The quest for energy independence has never been a straight line, and there have been many unfortunate twists. Reliance on Middle East oil was a major consideration in military action and diplomatic strategy, including alliances with countries like Saudi Arabia with disturbing human rights records. A half-century ago, the country shifted from burning heating oil to relying more heavily on coal, which contributed to climate change.

But the search for energy independence also led to innovation. Fracking — the hydraulic fracturing of shale oil and natural gas deposits — not only slashed energy imports but also made the United States a major exporter. Suddenly oil and gas were not a national security vulnerability but a tool to further American interests.

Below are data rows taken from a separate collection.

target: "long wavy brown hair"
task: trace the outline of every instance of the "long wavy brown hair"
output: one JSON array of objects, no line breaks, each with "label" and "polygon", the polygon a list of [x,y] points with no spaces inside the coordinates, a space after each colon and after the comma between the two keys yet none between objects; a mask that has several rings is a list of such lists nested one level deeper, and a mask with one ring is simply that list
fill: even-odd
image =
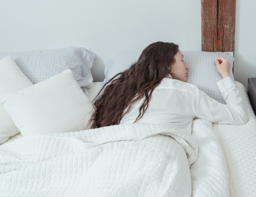
[{"label": "long wavy brown hair", "polygon": [[132,105],[144,99],[135,123],[141,119],[152,93],[162,80],[169,74],[174,78],[171,66],[175,63],[174,55],[178,50],[178,46],[173,43],[151,44],[143,50],[137,62],[110,79],[96,97],[95,110],[89,121],[92,128],[119,124]]}]

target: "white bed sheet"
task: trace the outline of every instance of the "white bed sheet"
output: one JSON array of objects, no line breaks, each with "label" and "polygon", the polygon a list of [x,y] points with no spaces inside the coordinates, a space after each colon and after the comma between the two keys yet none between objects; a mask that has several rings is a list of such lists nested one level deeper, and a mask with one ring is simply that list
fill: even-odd
[{"label": "white bed sheet", "polygon": [[[228,184],[227,187],[228,190],[229,188],[230,196],[256,196],[256,118],[245,88],[240,83],[236,83],[248,115],[248,122],[244,125],[239,126],[213,123],[212,130],[215,132],[212,132],[211,129],[208,129],[210,131],[207,133],[205,132],[201,133],[203,135],[199,133],[192,133],[200,149],[199,159],[197,161],[197,163],[193,165],[190,168],[192,196],[206,196],[207,194],[208,196],[218,196],[218,193],[219,194],[221,194],[221,196],[228,196],[225,185],[223,188],[217,189],[214,191],[215,194],[213,191],[207,191],[210,188],[212,188],[207,185],[212,186],[213,184],[216,184],[218,177],[225,179],[226,178],[223,178],[226,177],[228,181],[223,180],[220,181],[223,181],[223,184],[224,185],[225,183]],[[101,82],[94,82],[92,87],[88,88],[89,97],[91,100],[97,95],[101,86]],[[202,121],[203,120],[198,119],[194,121]],[[205,123],[207,124],[207,123]],[[20,133],[18,134],[11,137],[2,145],[7,144],[22,137]],[[216,137],[218,138],[218,141],[216,140]],[[210,140],[211,142],[203,144],[203,142],[205,141],[206,138]],[[220,149],[220,147],[221,149]],[[200,150],[200,148],[201,149]],[[202,159],[203,157],[200,157],[200,153],[203,152],[206,149],[208,149],[207,152],[209,153],[210,149],[212,150],[210,154],[212,155],[223,154],[226,161],[223,161],[219,159],[218,162],[213,162],[211,157],[212,163],[215,164],[215,165],[211,167],[215,168],[214,169],[216,168],[222,168],[222,170],[220,171],[222,171],[222,174],[220,173],[218,175],[215,173],[216,176],[213,176],[214,173],[210,174],[210,173],[207,177],[206,176],[206,173],[203,173],[203,169],[200,166],[203,166],[207,164],[209,166],[210,165],[209,165],[209,163],[207,164],[205,160]],[[209,160],[208,163],[210,161],[210,160]],[[205,172],[207,172],[207,168],[204,170]],[[225,174],[226,171],[227,173],[226,175]],[[211,173],[210,171],[208,172]],[[215,187],[217,188],[218,187]]]}]

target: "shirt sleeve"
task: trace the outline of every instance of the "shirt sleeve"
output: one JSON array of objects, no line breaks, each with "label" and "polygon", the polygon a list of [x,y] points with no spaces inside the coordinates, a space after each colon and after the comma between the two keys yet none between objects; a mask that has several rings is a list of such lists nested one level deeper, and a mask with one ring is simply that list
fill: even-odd
[{"label": "shirt sleeve", "polygon": [[248,117],[239,90],[230,77],[217,82],[226,104],[218,102],[195,86],[194,104],[195,116],[213,123],[240,125]]}]

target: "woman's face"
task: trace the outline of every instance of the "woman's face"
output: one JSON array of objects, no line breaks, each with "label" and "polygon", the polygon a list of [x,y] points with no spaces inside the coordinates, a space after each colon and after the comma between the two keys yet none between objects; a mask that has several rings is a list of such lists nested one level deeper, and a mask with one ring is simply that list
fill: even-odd
[{"label": "woman's face", "polygon": [[171,66],[171,75],[174,74],[174,79],[177,79],[182,81],[186,82],[187,75],[187,69],[188,66],[183,61],[183,55],[179,50],[179,51],[174,56],[175,62]]}]

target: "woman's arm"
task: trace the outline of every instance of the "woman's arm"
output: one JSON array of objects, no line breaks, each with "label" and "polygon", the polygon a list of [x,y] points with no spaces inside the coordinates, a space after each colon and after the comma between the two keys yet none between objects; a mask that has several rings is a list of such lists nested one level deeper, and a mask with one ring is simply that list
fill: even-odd
[{"label": "woman's arm", "polygon": [[226,104],[220,103],[209,97],[195,86],[194,110],[195,116],[213,123],[242,125],[247,121],[239,90],[229,76],[230,62],[223,58],[215,60],[218,71],[223,79],[217,82]]},{"label": "woman's arm", "polygon": [[226,104],[220,103],[195,86],[194,92],[195,116],[213,123],[242,125],[247,121],[247,116],[239,90],[230,77],[220,80],[217,84]]}]

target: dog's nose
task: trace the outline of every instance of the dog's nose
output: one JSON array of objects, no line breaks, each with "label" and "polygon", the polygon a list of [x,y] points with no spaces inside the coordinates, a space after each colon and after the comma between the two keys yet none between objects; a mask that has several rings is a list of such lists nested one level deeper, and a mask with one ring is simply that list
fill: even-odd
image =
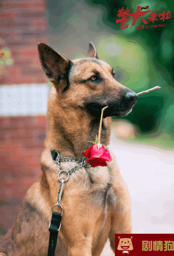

Over the last 15 years or so, U.S. oil and gas production has kept energy prices low at home and abroad, bolstering the global economy. Energy exports have enabled Washington to compete with Russian gas shipments to Europe, help allies like Japan that import a lot of energy, and block Iranian and Venezuelan oil shipments.

In a twist, the shale boom also left the some parts of the United States more vulnerable. In recent years, a half-dozen refineries along the East Coast have closed because they could not compete with more advanced Gulf Coast refineries that benefited from cheap and abundant Texas oil and gas. Flows on the Colonial Pipeline, which links the Gulf refineries to New Jersey, steadily grew to meet nearly half of the transportation fuel needs of the region.

When hurricanes hit, and refineries on the Gulf shut down, gasoline and diesel prices tend to rise along the East Coast. Normally, that is not a huge problem because companies store lots of fuel close to where it is used and trucks and barges can usually make up the difference. This time, however, uncertainty about how long it would take to restore supplies made the Colonial Pipeline’s shutdown much more disruptive.

The ransomware attack was the work of DarkSide, an extortionist ring that has been responsible for scores of attacks on companies in several countries. But it is hardly the only group that infiltrates computer systems to extort money. Others go by names like REvil, Maze and LockBit.

“The technology moves so quickly, you solve one or two or twenty possible vulnerabilities in your computer systems and the hackers find a different way to get in.” said Drue Pearce, a former deputy administrator of the federal Pipeline Hazardous Materials Safety Administration.

The criminal groups represent a threat to industries beyond energy. But experts say energy is of particular concern because it is essential to a functioning economy. The peril is no less complex than reducing the United States’ reliance on foreign oil, said Bill Richardson, a former energy secretary.

“This is a new threat that we are not prepared for,” he said.